Stefanelo lembra ainda que é esperado um aumento do consumo de leite e derivados, com a recuperação da economia depois de dois anos de queda no PIB. Porém, considera que o maior impacto no PIB agropecuário é mesmo dos grãos e no primeiro trimestre. "Temos o milho safrinha, a cana, o café e o feijão, que entram na conta de abril a junho, mas o impacto é menor. E outras atividades, como leite e carnes, têm oferta quase o ano todo", completa. Até por isso, considera que o Paraná terá alta ainda mais expressiva.

Tanto o cenário é otimista que a previsão para o crescimento do setor foi revisada de 6% para 9%, na Confederação da Agricultura e Pecuária do Brasil (CNA). "A perspectiva é muito positiva, mas a base de comparação do ano passado é bem menor", diz o chefe da Divisão de Estatísticas da Secretaria de Estado de Agricultura e Abastecimento (Seab).

Para o presidente do Instituto Paranaense de Desenvolvimento Econômico e Social (Ipardes), Júlio Suzuki Junior, o efeito multiplicador do setor também pesa em outras atividades, como comércio, indústria e serviços. "Se considerarmos somente a elevação de renda no agronegócio, pode puxar outras atividades também de modo indireto", sugere.

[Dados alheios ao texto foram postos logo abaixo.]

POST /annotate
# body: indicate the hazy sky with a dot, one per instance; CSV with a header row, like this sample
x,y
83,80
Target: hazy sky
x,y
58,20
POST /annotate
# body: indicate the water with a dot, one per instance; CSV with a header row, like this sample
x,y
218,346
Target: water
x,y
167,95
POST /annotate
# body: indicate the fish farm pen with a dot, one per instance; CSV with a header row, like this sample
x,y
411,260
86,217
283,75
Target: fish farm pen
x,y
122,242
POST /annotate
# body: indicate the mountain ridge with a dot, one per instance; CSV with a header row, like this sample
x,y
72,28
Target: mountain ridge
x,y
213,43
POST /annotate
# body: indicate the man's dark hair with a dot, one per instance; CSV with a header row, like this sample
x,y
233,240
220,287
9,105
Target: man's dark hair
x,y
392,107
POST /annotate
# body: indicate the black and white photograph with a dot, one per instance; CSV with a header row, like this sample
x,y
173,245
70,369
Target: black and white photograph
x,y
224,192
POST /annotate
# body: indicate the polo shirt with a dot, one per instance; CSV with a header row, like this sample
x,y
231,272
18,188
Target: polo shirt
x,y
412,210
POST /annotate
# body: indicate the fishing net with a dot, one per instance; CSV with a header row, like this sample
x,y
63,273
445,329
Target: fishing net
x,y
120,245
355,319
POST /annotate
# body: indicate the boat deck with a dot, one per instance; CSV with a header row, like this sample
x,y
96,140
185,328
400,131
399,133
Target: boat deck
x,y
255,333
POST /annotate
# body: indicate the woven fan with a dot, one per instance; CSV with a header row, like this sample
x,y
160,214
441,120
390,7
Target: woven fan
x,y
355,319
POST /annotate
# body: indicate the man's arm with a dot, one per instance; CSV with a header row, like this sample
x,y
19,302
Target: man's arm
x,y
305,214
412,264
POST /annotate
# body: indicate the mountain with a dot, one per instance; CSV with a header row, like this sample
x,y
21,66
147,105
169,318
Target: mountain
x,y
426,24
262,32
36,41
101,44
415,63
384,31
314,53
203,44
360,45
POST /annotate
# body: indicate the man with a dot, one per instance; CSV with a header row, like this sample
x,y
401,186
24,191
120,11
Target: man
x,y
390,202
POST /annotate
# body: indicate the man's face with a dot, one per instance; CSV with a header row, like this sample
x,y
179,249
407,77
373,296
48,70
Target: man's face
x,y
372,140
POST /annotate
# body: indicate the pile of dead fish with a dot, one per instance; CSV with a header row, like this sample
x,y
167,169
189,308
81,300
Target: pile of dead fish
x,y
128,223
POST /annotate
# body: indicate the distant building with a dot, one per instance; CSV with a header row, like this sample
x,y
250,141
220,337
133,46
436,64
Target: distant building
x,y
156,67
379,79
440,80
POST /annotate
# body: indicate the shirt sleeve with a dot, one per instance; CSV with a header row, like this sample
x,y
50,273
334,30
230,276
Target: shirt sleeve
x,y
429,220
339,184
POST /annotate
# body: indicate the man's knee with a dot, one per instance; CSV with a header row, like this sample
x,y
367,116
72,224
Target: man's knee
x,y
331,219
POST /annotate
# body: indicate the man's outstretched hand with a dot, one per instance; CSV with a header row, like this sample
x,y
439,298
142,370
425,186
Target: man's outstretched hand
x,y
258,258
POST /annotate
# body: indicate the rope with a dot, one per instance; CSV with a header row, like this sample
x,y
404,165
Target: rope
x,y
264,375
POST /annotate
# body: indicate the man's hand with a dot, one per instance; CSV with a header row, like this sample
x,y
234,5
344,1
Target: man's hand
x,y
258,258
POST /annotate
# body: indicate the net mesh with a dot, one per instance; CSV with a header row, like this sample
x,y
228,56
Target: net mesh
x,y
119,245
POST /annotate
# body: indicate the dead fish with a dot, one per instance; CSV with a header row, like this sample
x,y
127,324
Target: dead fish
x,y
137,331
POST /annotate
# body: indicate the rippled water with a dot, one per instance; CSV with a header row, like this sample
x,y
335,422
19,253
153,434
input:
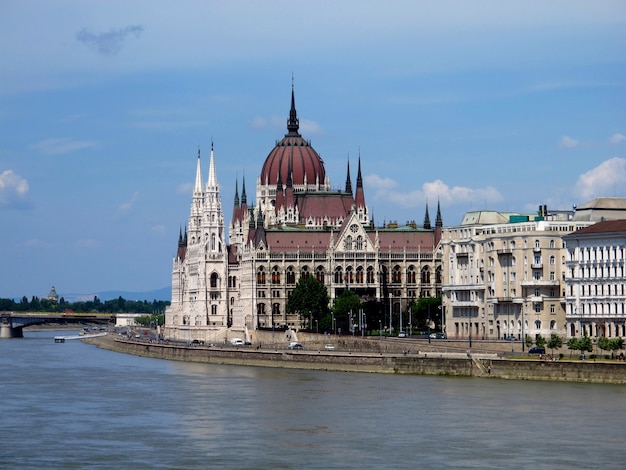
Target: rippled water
x,y
73,405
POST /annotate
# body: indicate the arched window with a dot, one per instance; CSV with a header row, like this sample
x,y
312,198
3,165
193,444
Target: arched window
x,y
338,277
275,275
359,275
348,243
396,275
359,242
410,275
319,274
260,276
349,275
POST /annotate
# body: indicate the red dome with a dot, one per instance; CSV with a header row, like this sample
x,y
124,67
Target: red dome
x,y
293,155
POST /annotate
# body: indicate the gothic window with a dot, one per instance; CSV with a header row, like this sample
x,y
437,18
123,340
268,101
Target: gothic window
x,y
319,274
304,272
275,275
396,275
438,275
348,243
359,275
260,276
349,275
410,275
338,277
359,242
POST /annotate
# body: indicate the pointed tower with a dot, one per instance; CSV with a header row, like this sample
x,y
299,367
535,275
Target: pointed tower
x,y
197,201
349,181
439,220
427,225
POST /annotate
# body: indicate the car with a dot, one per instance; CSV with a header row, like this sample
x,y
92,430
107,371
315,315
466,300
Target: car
x,y
437,336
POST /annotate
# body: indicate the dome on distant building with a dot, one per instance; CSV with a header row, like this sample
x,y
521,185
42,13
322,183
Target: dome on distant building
x,y
293,155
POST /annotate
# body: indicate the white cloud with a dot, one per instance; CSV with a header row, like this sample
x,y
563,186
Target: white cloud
x,y
568,142
61,145
111,42
385,190
127,206
13,189
601,180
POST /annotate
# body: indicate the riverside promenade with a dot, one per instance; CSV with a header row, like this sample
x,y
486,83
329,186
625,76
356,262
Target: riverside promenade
x,y
393,358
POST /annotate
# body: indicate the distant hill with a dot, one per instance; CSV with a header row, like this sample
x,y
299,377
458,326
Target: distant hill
x,y
165,293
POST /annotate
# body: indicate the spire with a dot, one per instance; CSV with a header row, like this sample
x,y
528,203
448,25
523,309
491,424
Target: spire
x,y
293,124
244,201
439,221
359,198
198,186
212,182
236,193
348,180
427,219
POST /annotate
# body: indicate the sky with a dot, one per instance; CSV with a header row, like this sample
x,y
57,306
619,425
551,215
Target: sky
x,y
497,105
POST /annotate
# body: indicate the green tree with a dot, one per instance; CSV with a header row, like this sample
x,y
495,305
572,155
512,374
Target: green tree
x,y
540,341
573,344
529,341
347,302
310,299
555,342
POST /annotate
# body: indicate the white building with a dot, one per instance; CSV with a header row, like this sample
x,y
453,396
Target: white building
x,y
595,280
504,274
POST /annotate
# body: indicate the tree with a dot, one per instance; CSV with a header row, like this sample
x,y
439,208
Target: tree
x,y
310,299
540,341
555,342
348,301
529,341
573,344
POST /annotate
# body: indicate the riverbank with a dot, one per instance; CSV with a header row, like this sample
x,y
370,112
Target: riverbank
x,y
443,363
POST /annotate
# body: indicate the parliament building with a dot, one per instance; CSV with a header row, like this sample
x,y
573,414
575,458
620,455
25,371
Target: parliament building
x,y
230,283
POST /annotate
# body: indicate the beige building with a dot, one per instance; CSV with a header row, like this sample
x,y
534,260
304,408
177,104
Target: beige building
x,y
504,274
595,282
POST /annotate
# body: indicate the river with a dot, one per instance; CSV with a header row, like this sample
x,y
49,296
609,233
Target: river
x,y
74,406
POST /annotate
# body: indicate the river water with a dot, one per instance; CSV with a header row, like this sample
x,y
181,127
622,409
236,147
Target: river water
x,y
73,406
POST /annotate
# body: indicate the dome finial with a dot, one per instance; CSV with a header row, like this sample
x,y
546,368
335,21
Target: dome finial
x,y
293,124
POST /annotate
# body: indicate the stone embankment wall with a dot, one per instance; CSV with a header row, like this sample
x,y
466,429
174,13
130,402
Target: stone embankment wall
x,y
450,364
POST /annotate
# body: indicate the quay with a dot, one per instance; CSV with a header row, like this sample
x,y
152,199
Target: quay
x,y
440,363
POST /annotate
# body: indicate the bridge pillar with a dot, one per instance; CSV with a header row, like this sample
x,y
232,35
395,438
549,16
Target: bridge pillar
x,y
7,330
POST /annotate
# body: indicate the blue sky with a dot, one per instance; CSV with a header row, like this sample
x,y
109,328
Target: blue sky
x,y
500,105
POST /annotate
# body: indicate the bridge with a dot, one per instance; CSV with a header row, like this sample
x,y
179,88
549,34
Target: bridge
x,y
12,324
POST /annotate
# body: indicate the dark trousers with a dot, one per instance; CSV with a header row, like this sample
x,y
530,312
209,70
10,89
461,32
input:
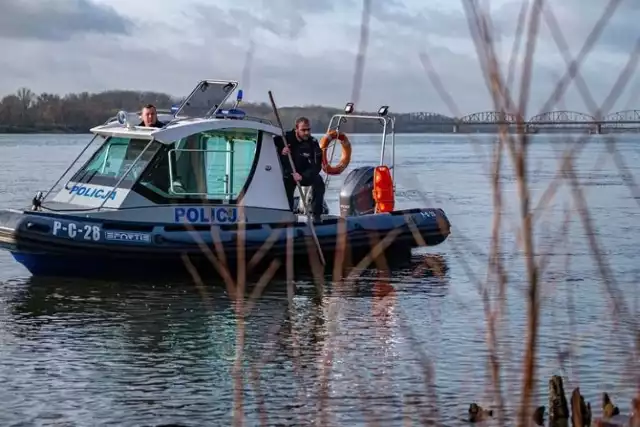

Imagem ilustrativa da imagem Fôlego no campo



Base menor
O ministro da Agricultura, Pecuária e Abastecimento, Blairo Maggi, destacou no último dia 1º, em nota, que foram mais de 30 milhões de toneladas de grãos perdidas no ano passado por problemas climáticos, o que justifica o salto deste ano. "Quando você tem maior volume de mercadoria, há mais fretes, aumento do consumo de combustíveis e pneus, mais pessoas empregadas e maior procura por serviços."

Também a gerente das Contas Nacionais Trimestrais do IBGE, Rebeca Palis, disse na coletiva de apresentação dos dados que o desempenho tem de ser encarado como uma recuperação, pela base de comparação deprimida de 2016. "Tivemos 15% de aumento no valor adicionado, principalmente por causa da safra recorde que tivemos neste ano, também ante um período deprimido do ano passado, mas o crescimento deste ano está acima das quedas registradas no ano passado."

Relevância estadual
O agronegócio tem maior importância para a economia paranaense do que para a brasileira, o que deve fazer com que o crescimento estadual seja maior no setor no primeiro trimestre. O presidente do Instituto Paranaense de Desenvolvimento Econômico e Social (Ipardes), Júlio Suzuki Junior, afirma que o órgão deve divulgar no próximo dia 13 a estimativa do Produto Interno Bruto (PIB) regional.

"Só na agropecuária, da porteira para dentro, a relevância para o PIB do Paraná chega a 10% e, com o agronegócio, a 30%", diz Suzuki Junior, ao citar os desdobramentos da atividade como transporte, armazenagem e serviços, entre outros.

O técnico da Companhia Nacional de Abastecimento (Conab) no Paraná Eugenio Stefanelo conta que o Centro de Estudos Avançados em Economia Aplicada (Cepea) das Universidade de São Paulo (USP) estima em 21,5% o peso do agronegócio na economia nacional no ano, em 23% no primeiro trimestre e em 30% quando se refere apenas ao Paraná. "Não podemos esquecer que somos os maiores produtores de frango do País e estamos entre os primeiros em suínos e leite", diz.

O chefe da Divisão de Estatísticas da Secretaria de Estado de Agricultura e Abastecimento (Seab), Hugo Godinho, cita que o Paraná também tem maior receita por conta de serviços ligados ao setor. "Pelos volumes que movimentamos, não apenas na exportação local, mas do que vem de outros estados e é armazenado e comercializado por aqui, temos bons resultados." (F.G.)